Indian Burying Ground, The, is a poem by the American poet and journalist Philip Freneau. In his lifetime, Freneau was best known as the poet of the American Revolution (1775-1783) because of his prolific creation of patriotic, anti-British verse in the years surrounding the revolution. But Freneau is better remembered today for his nonpolitical verse, and especially for poetry in the style of the Romantic poets. The Romantic poets of the late 1700’s and early 1800’s valued emotion, sensation, the beauty of nature, and the power of the imagination.
“The Indian Burying Ground” shows Freneau’s admiration for the ways of Indigenous (native) American peoples, sometimes called “Indians.” The poem was published in 1788, in the collection entitled Miscellaneous Works. In his poem, Freneau refers to the Indigenous custom of burying the dead sitting up, finding it symbolic of an active spirit. Rather than being laid to rest for “the soul’s eternal sleep,” the dead hunter is prepared for a continuing journey.

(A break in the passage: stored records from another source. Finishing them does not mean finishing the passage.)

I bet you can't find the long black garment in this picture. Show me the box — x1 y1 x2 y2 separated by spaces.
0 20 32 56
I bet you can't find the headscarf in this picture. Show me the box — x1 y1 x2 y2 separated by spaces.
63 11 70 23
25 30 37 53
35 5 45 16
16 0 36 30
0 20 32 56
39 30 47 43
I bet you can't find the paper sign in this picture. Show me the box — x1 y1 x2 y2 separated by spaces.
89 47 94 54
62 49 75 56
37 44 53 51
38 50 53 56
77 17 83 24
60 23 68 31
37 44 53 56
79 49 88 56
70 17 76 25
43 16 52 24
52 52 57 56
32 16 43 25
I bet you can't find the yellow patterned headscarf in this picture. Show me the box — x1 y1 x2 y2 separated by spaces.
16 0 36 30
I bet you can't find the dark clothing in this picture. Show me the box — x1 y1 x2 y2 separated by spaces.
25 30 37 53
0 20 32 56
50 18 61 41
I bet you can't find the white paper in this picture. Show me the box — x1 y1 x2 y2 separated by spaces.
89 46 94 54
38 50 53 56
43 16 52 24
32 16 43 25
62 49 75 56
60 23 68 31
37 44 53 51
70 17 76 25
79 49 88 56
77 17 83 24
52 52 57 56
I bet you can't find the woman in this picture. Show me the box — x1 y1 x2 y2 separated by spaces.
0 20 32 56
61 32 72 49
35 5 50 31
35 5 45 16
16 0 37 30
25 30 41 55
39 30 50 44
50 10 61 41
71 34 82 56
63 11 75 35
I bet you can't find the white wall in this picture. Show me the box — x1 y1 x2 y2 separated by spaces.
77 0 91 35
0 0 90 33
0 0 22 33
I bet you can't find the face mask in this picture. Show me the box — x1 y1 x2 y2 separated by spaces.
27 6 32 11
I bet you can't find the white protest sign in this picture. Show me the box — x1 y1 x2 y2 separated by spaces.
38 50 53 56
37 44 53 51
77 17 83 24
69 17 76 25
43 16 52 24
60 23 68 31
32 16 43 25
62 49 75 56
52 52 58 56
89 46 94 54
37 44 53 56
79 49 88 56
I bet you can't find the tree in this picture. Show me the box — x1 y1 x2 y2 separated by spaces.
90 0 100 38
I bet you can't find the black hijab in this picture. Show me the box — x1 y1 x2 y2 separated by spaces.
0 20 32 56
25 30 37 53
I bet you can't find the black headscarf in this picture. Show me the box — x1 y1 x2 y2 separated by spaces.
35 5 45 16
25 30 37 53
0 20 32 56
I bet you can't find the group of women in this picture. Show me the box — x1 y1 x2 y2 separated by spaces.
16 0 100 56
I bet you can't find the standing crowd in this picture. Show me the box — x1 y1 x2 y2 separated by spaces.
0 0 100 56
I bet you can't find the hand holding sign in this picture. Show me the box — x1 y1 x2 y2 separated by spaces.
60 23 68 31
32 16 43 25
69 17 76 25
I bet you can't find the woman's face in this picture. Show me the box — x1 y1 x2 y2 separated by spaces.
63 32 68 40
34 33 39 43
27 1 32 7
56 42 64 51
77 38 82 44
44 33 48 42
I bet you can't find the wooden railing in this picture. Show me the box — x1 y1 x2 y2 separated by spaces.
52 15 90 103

In spite of all the learned have said, I still my old opinion keep; The posture, that we give the dead, Points out the soul’s eternal sleep. Not so the ancients of these lands— The Indian, when from life released, Again is seated with his friends, And shares again the joyous feast. His imaged birds, and painted bowl, And venison, for a journey dressed, Bespeak the nature of the soul, Activity, that knows no rest. His bow, for action ready bent, And arrows, with a head of stone, Can only mean that life is spent, And not the old ideas gone. Thou, stranger, that shalt come this way, No fraud upon the dead commit— Observe the swelling turf, and say They do not lie, but here they sit. Here still a lofty rock remains, On which the curious eye may trace (Now wasted, half, by wearing rains) The fancies of a ruder race. Here still an aged elm aspires, Beneath whose far-projecting shade (And which the shepherd still admires) The children of the forest played! There oft a restless Indian queen (Pale Shebah, with her braided hair) And many a barbarous form is seen To chide the man that lingers there By midnight moons, o’er moistening dews, In habit for the chase arrayed, The hunter still the deer pursues, The hunter and the deer, a shade! And long shall timorous fancy see The painted chief, and pointed spear, And Reason’s self shall bow the knee To shadows and delusions here.

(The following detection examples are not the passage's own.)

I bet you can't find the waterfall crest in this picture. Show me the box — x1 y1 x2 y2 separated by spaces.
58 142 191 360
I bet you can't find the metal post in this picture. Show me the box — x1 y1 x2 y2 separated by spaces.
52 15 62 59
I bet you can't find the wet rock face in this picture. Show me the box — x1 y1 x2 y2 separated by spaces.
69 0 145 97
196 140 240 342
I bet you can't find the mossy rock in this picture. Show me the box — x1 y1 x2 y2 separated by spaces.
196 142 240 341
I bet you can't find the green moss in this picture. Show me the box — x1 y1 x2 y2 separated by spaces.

Freneau’s defense of Indigenous American peoples was notable at a time when few people questioned colonial domination of an area’s original inhabitants. But his romanticized view of the Indigenous American living in harmony with nature is typical of his era. Concepts of the “noble savage” had become popular in Europe in the 1700’s during the Enlightenment, or Age of Reason. Such ideas largely started with the French philosopher Jean-Jacques Rousseau, who popularized the idea of humanity returning to an earlier innocence (see Rousseau, Jean-Jacques). Freneau’s idealized picture of “children of the forest” is similar to such ideas.
Philip Freneau’s poetry stands out as the most significant American verse of its period. No other poet of the same stature emerged between the Puritan poets of the 1600’s and the great American writers of the 1800’s.